By computations, we obtain that the minimum M-eigenvalue and corresponding with left and right M-eigenvectors are $({\tau }_M(\mathcal{A}),\overline{x},\overline{y})=(1.3350,(0.8462,0.5329),(0.7190,0.6951)).$ From Theorems 2 and 3, we obtain $0.77\le {\tau }_M(\mathcal{A})\le 1.55$, which shows that $\mathcal{A}$ is M-positive definite. However, the existing results of [26] cannot identify the M-positiveness of $\mathcal{A}.$

For the medium-sized tensors, we show the validity of the estimations by our theorems.

Example 3.

All testing elasticity M-tensors $\mathcal{A}=(a_{ijkl})\in {\mathbb{E}}_{4,n}$ are generated as follows: $a_{iijj}=n^2+4i+4j$ and other elements are generated randomly in $[-0.5,0]$ by MATLAB R2014a, where n denotes variable dimension. For different dimensions elasticity M-tensors, the values presented in the table are the average values of 10 examples. The bounds via different estimations given in the literature are shown in Table 3.

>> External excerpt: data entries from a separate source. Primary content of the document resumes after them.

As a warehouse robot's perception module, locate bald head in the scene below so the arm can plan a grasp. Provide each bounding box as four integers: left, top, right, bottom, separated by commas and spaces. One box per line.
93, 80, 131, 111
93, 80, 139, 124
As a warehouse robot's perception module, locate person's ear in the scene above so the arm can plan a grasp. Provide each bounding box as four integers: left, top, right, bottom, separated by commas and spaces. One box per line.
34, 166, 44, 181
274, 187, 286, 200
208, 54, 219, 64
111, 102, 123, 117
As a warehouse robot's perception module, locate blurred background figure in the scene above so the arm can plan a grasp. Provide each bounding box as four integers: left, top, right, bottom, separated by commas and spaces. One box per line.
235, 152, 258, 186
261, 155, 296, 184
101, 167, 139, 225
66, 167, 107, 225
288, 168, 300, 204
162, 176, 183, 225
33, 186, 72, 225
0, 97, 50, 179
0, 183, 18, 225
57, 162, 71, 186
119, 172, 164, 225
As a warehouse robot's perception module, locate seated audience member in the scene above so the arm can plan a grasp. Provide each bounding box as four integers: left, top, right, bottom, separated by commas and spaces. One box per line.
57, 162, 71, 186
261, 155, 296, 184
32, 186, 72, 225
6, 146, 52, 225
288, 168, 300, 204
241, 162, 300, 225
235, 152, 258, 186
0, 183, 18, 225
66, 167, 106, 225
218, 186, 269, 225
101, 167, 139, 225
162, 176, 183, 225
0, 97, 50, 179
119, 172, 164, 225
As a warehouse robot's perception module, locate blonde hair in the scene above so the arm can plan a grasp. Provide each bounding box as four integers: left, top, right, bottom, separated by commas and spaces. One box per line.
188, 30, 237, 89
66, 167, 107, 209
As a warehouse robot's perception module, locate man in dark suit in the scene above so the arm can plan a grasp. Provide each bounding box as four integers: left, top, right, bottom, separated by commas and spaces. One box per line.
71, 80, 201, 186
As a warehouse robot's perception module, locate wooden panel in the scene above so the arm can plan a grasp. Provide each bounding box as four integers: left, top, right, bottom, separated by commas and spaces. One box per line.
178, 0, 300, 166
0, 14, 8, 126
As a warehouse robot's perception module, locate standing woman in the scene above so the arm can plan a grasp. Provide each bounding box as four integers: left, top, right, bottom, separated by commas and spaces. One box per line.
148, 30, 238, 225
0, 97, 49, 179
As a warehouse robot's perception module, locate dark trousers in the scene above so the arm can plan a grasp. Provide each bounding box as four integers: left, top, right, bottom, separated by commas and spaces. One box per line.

Table 3. Comparison estimations of the minimum M-eigenvalue with random elasticity M-tensors

References	$\mathit{n}=10$ Bounds	$\mathit{n}=20$ Bounds	$\mathit{n}=30$ Bounds
Lemma 2.2 and Theorem 3.1 of [9]	[−129.8, 105]	[−1561.9, 408]	[−5660.2, 908]
Lemma 2.2 and Theorem 3.2 of [9]	[−102.4, 105]	[−1324.4, 408]	[−4975.5, 908]
Theorems 1 and 2	[−8.9, 102.6]	[−530.4, 383.9]	[−2173.7, 799.7]
Theorems 1 and 3	[3.8, 102.6]	[−419.3, 383.9]	[−1956.8, 799.7]

4. Conclusions

In this paper, we exactly characterized the information of eigenvectors without irreducible conditions. Further, we proposed a new upper bound and two sharp lower bounds for the minimum M-eigenvalue of elasticity M-tensors by establishing new eigenvalue inequality. Numerical examples were proposed to verify the efficiency of the obtained results.